Mary Byrd thought she knew about children, about taking care of them, anyway—the nuts and bolts. She’d taken care of her brothers since she was Eliza’s age. She’d certainly
thought
a lot about children all her life: about being one, about being a stepchild or a half-sibling, about having a child, and about losing it. But she did not know how to show her children how to be happy, or to give them happiness, which seemed to be the most important thing of all—certainly more important than piano lessons or Sunday School or SAT scores. Did any parents know? As Liddie used to say, “You’re only as happy as your unhappiest child.” Eliza and William were good kids—intelligent, warm-hearted, stable. Except for Eliza’s preteen surliness, she thought they were fine. Mary Byrd hoped deeply that they’d stay that way, and she believed that with a little luck, because luck seemed to have everything to do with it, they would.
She and Mann sat in her kitchen and ate the fried egg and sautéed pepper sandwiches on stale French bread that Mann had constructed, and drank red wine. Mary Byrd wasn’t very hungry. She lit a Camel Light.
“Pretty good, if I do say so myself,” said Mann. “But I was kind of craving the pink center. And I think Wiggs was craving
yours.
”
“Shut up. He is not the least bit interested in me.” She sipped some wine. “And things are too screwed up for one of those conversations,” she said. “Anyway, he doesn’t even seem sexual, somehow. Like a lot of people who are, you know, interested mostly in themselves and what they do.” She didn’t really want the smoke and stubbed it out.
“Yeah, I guess,” said Mann, sopping olive oil with a hunk of bread. “This Chianti isn’t bad,” he said. “Even if it doesn’t have the black cock on the label.” He examined the bottle. “Hey, did you notice he was wearing the bulge exaggerator again? Dressed on the left this time, which I think is a signal.”
“I thought you didn’t like him, butt head.” She ate a few bites of fried egg. They were delicious. What would the world do without eggs?
“Of course I don’t.” He started singing sillily, “What’s
like
got to do, got to do with it?” Then, “He’s just so incredibly good-looking, all I’m saying. And you know what we say out at the coops: cock’s cock, even on livestock.” He picked up a box of matches. “I’m like these. A strike-anywhere kind of guy.”

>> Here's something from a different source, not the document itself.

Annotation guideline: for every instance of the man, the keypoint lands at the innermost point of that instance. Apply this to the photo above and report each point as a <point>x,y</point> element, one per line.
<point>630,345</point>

She couldn’t help but give a little laugh. “You are
so
not
that. You are more afraid of cooties than I am,” she said. “Now I
am
wondering where Charles is. If one more fucked-up thing happens today, I’ll kill myself.”
“You didn’t even get those prints or anything, did you,” said Mann, stating a fact.
“No,” sighed Mary Byrd. “Charles will be pissed. But I have the excuse about the Bons. Maybe Charles can get with Wiggs in the morning.” She bit off more sandwich. “Is it my idea that almost everything revolves around or happens because of sex? Either too much of it or too little of it or the wrong kind of it? Or did I read that somewhere?” she said. “I mean, Angie killed Rod because he had a girlfriend. My stepbrother got—”
Mann cut her off, waving his little hands. “We are not going there now. You might have bad dreams.”
“I’ve been feeling all day like I’m
in
a bad dream!” Mary Byrd sighed loudly. “This stupid trip, and now what are we going to do about Angie?”
“What
can
you do?” Mann said. “You don’t even know what’s really happened.”
“I bet Teever will know something, if I can scare him up.” She wondered if he’d seen his message at the JFC yet.
“Yeah, but will it be true?”
“I don’t know—his information is surprisingly reliable.”
“Okay, so you know the details, then what?” Mann shrugged his shoulders.
“God. What a mess.” Mary Byrd said, absently scraggling up her hair with both hands. “And what good is it going to do for
me
to hear new crap about my stepbrother?” she asked.
“Because
duh
—didn’t we already do this? There will be one less bad guy in the world,” Mann said.